Women planting paddy seedlings in agricultural field | Source: Diganta Talukdar via Wikimedia

The COVID-19 pandemic has hit the agricultural economy of the Indian state of Punjab really hard. Punjab’s paddy farmers have traditionally relied on migrant agricultural labourers who are mostly natives of the state of Bihar and Uttar Pradesh. Due to the pandemic, a large number of migrant labourers have returned to their native place causing a massive shortage of farm workers in Punjab.

Its impact became more severe as the paddy transplantation period was already around. Gurbachan Singh, a local paddy farmer told news agency ANI, "There is a shortage of labourers as the government sent back the migrant workers without proper planning."

The shortage of migrant workers forced the farmers to rely more on the local labourers. The local labourers used this opportunity to demand more wages which has resulted in almost doubling the labour cost. The migrant labourers used to charge around ₹2500 per acre for sowing paddy while the local ones were demanding ₹4000 per acre for the same work.

The  village panchayat (Local village council) tried to fix the labour charges of ₹3,000 per acre which did not go down well with local labourers. This caused a dispute which even resulted in a clash between labourers and farmers where the shots were fired as well.

The labour shortage does not appear to be ending soon as most migrant labourers are not willing to come back. Viresh Kumar, a labour contractor from Sonbarsa in Bihar’s Sitamarhi district who supplies workers to paddy farmers in Phagwara, told ThePrint, “Workers from Bihar and UP either don’t want to come back to fields in Punjab or they want farmers or us to bear the cost of bringing them back, which is a very expensive and complex procedure now.
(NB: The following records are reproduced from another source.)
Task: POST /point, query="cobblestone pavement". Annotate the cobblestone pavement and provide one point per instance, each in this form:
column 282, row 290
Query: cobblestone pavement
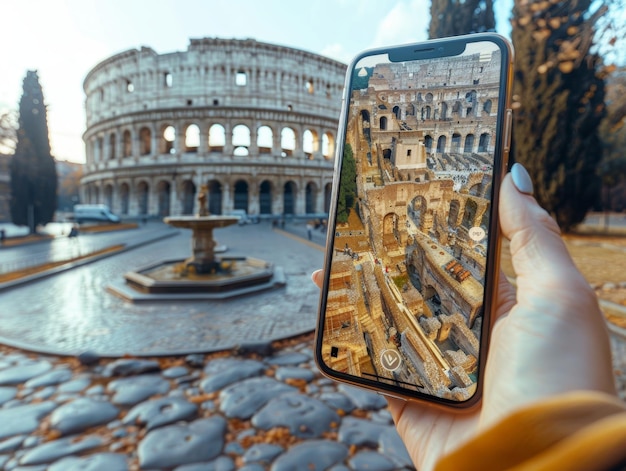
column 265, row 408
column 72, row 312
column 262, row 405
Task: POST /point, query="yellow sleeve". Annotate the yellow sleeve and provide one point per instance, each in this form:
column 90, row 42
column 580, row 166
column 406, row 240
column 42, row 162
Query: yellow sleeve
column 582, row 431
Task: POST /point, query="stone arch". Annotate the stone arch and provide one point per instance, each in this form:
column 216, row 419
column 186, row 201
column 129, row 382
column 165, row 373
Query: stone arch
column 428, row 142
column 145, row 141
column 469, row 143
column 453, row 214
column 192, row 138
column 108, row 195
column 265, row 139
column 328, row 192
column 311, row 198
column 456, row 143
column 328, row 145
column 310, row 143
column 417, row 209
column 390, row 227
column 287, row 141
column 290, row 193
column 444, row 110
column 487, row 106
column 240, row 195
column 217, row 138
column 143, row 197
column 441, row 144
column 215, row 197
column 483, row 142
column 241, row 140
column 265, row 197
column 124, row 198
column 167, row 139
column 112, row 142
column 127, row 147
column 469, row 213
column 164, row 190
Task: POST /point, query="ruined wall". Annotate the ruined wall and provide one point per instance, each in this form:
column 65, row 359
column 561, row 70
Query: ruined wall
column 256, row 122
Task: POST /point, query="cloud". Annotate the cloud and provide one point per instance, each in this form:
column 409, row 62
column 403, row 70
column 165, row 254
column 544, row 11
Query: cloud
column 338, row 52
column 407, row 22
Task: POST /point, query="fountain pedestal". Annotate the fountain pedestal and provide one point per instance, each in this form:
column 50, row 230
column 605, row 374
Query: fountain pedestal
column 203, row 275
column 203, row 245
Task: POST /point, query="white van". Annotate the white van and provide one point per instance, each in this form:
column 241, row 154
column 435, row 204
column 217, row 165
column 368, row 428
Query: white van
column 94, row 212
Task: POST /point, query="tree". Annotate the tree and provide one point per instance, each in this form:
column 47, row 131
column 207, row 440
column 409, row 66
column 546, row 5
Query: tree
column 347, row 185
column 612, row 169
column 7, row 132
column 456, row 17
column 559, row 103
column 32, row 167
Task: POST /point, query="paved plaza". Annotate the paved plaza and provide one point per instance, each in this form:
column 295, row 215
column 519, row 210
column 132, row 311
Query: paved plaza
column 73, row 312
column 181, row 386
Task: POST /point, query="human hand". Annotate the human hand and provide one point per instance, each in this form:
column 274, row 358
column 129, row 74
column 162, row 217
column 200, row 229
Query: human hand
column 548, row 338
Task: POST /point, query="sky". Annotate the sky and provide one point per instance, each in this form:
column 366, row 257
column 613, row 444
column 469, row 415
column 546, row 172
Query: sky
column 64, row 39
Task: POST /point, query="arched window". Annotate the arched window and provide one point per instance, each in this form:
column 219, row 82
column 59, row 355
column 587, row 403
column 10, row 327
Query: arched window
column 487, row 107
column 469, row 143
column 328, row 145
column 265, row 139
column 215, row 197
column 287, row 141
column 192, row 138
column 444, row 111
column 127, row 149
column 112, row 153
column 168, row 137
column 311, row 197
column 217, row 138
column 241, row 195
column 265, row 197
column 142, row 197
column 289, row 198
column 441, row 144
column 309, row 143
column 145, row 141
column 428, row 143
column 456, row 142
column 483, row 142
column 241, row 140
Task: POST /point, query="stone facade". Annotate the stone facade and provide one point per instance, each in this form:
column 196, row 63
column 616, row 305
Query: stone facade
column 5, row 188
column 255, row 122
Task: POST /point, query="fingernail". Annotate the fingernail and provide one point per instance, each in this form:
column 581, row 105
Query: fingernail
column 521, row 179
column 315, row 275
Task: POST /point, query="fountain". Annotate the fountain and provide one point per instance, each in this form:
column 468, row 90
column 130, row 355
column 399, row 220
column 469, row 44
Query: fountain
column 204, row 275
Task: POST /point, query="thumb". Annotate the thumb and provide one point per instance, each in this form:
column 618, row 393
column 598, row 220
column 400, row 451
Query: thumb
column 537, row 250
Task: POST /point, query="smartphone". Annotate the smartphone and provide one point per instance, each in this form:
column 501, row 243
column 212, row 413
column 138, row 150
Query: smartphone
column 413, row 248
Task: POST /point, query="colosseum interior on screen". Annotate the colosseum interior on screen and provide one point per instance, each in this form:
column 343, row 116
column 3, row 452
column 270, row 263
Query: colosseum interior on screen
column 254, row 122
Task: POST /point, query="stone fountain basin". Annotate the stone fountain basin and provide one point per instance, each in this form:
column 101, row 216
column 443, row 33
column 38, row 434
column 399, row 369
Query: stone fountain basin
column 201, row 222
column 162, row 277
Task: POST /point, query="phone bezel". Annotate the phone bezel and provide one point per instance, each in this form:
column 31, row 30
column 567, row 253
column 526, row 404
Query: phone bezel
column 421, row 51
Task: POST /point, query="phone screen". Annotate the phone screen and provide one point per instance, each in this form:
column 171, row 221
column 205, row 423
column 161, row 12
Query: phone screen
column 408, row 270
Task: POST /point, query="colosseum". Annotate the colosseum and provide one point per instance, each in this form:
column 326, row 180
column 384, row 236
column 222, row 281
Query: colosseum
column 254, row 122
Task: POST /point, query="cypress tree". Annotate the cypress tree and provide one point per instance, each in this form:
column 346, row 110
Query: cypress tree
column 32, row 167
column 456, row 17
column 559, row 104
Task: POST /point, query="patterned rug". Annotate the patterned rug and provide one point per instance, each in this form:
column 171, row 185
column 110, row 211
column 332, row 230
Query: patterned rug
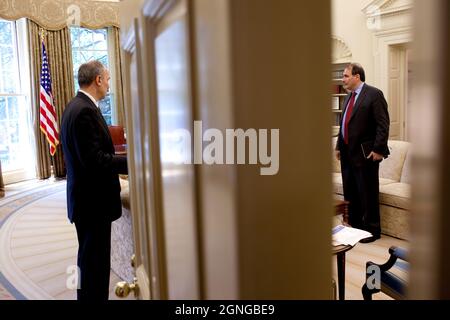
column 38, row 245
column 9, row 205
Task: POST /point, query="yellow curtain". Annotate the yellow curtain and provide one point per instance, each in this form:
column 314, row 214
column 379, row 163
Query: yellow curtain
column 58, row 46
column 116, row 71
column 2, row 185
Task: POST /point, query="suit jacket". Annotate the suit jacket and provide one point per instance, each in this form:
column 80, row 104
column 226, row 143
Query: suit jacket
column 369, row 122
column 93, row 188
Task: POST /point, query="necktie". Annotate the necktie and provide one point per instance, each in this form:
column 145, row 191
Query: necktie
column 348, row 115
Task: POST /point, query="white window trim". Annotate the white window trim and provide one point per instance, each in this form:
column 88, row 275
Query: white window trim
column 21, row 42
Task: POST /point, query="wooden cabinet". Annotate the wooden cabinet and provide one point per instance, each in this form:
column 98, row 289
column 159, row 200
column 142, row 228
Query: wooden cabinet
column 338, row 94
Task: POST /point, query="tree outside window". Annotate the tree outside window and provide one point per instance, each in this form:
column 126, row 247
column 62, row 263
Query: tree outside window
column 92, row 45
column 14, row 109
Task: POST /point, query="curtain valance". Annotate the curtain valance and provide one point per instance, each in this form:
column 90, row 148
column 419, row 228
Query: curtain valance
column 57, row 14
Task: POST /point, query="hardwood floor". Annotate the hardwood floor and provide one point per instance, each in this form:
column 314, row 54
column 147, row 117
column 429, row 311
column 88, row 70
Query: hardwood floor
column 41, row 243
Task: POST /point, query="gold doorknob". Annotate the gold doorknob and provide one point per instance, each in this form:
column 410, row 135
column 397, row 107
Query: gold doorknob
column 124, row 288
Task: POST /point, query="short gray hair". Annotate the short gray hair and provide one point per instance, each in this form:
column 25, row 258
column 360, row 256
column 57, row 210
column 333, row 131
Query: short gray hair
column 89, row 71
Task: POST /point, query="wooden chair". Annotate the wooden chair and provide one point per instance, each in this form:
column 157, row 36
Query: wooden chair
column 118, row 138
column 393, row 275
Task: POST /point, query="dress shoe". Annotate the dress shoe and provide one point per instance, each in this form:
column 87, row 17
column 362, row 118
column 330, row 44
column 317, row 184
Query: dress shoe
column 369, row 239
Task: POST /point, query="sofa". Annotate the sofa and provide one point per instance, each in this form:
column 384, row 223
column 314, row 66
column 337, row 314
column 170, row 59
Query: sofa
column 395, row 189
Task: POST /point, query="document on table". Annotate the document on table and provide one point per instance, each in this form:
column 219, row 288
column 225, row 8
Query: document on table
column 342, row 235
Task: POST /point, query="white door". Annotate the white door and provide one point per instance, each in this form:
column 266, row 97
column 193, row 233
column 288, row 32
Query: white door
column 162, row 187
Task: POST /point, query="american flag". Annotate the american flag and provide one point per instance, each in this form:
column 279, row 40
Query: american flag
column 48, row 122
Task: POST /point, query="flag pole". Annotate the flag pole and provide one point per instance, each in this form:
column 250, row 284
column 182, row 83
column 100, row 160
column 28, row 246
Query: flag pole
column 42, row 33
Due to the lack of sufficient number of regular trains, the cost of bringing a single migrant to Punjab is around Rs 3,000 to Rs 4,000 per person.”

The shortage of cheap labour has forced the local farmers to start looking for some alternative which could maintain the economic feasibility of farming.also provided some benefit

Agricultural Secretary of Punjab government, KS Pannu noted that some of the farmers have started employing new technology to cope up with the labour shortage. "Farmers have sown paddy at around 5 lakh hectare land with Direct Seeding of Rice technology this year. Some farmers, however, shifted back to the puddling method for cultivation as they could not adapt to the technology," Pannu told ANI.

Manpreet Ayali, a member of Punjab State Legislative Assembly, and a wealthy farmer, says that this labour shortage is a blessing in disguise for the farmers as it would make them more self-reliant, rather than depending on labour for the transplantation season.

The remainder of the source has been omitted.